Ms. Busser said the abuse can lead to sleeping problems, depression, low self esteem, lack of trust in others, feelings of abandonment, anger, sensitivity to rejection, diminished mental and physical health, inability to work, poor relationships with others and substance abuse. 

Emotional abuse happens anytime someone attacks the character of a person, tries to inhibit their freedom or attempts to incite fear, Ms. Busser said. The abuser oftentimes stalks the victim and invades the victim's privacy. 

Abusers also use berating behavior, name calling, restrictions on time with family or friends, restrictions on financial or community resources, or threats to harm children, pets or themselves, said Cheryl Christmas, 20th MDOS Family Advocacy treatment manager. 

Emotional abuse is all about control, Ms. Busser said. The abuser feels he or she needs to control the victim to keep him or her in the relationship. Insecurity and the inability to trust the victim can fuel the abuser, causing them to continue this behavior. It often ruins the relationship the abuser is afraid to lose, she added. 

Emotional abuse tends to come from persons who have low self-esteem, feel powerless, ineffective or inadequate in their lives - despite the fact they may be successful and show no signs of being an abuser, Ms. Busser said. 

The cycle of repetition can be passed on from parent to child, Ms. Busser said. Children who were reared in a home where domestic violence, whether emotional or physical, was common tend to become abusers in later life. 

Unfortunately, emotional abuse is common. It can occur in a relationship alone or be the precursor to physical abuse. Because there is no set sign of emotional abuse, many people are confused as to what abuse is and what it is not.

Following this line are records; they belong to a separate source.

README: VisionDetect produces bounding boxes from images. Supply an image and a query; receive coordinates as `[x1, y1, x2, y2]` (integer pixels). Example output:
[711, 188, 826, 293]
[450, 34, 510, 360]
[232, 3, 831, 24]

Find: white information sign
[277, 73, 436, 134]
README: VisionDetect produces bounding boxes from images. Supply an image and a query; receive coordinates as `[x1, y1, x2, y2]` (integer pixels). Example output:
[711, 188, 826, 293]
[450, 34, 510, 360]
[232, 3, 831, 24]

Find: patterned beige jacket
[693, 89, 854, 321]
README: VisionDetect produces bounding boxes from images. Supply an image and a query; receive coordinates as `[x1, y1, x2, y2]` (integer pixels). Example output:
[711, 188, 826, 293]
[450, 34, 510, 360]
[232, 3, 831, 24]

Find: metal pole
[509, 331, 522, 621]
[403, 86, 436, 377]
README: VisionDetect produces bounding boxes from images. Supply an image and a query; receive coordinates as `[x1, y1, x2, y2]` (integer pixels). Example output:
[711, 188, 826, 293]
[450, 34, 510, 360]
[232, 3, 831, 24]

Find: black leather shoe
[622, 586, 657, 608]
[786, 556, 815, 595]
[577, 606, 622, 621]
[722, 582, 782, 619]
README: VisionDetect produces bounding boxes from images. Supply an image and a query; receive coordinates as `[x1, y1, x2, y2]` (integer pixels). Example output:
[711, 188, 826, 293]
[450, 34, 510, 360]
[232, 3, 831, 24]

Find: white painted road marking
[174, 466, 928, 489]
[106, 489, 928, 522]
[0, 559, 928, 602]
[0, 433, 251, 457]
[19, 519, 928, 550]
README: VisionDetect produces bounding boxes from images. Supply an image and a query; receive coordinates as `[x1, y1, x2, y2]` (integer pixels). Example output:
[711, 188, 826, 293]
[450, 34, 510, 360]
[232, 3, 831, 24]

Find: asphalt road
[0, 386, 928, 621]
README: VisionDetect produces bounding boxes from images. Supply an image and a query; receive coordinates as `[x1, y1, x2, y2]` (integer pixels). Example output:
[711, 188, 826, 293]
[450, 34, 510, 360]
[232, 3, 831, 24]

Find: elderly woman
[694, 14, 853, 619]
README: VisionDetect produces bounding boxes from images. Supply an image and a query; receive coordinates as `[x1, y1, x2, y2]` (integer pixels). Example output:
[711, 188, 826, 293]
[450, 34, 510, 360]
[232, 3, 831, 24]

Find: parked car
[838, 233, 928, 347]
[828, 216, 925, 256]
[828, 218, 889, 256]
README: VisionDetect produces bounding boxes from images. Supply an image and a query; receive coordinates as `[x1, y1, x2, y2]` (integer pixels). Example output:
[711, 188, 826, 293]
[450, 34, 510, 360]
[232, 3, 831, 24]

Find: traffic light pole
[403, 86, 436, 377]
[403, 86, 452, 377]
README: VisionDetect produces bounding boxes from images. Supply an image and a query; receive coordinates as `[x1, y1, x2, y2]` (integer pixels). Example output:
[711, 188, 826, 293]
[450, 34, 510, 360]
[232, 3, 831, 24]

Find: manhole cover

It is often hard to admit if you are a victim or an abuser, Ms. Christmas said. 

Because emotional abuse does not leave visible signs, it is often hard to prove, Ms. Busser said. This leads many victims to let the behavior go unreported and the abuser continues without receiving the help he or she needs to stop the behavior and start working towards a healthy relationship. 

The family advocacy staff is dedicated to helping Shaw members create better, healthier relationships, Ms. Busser said.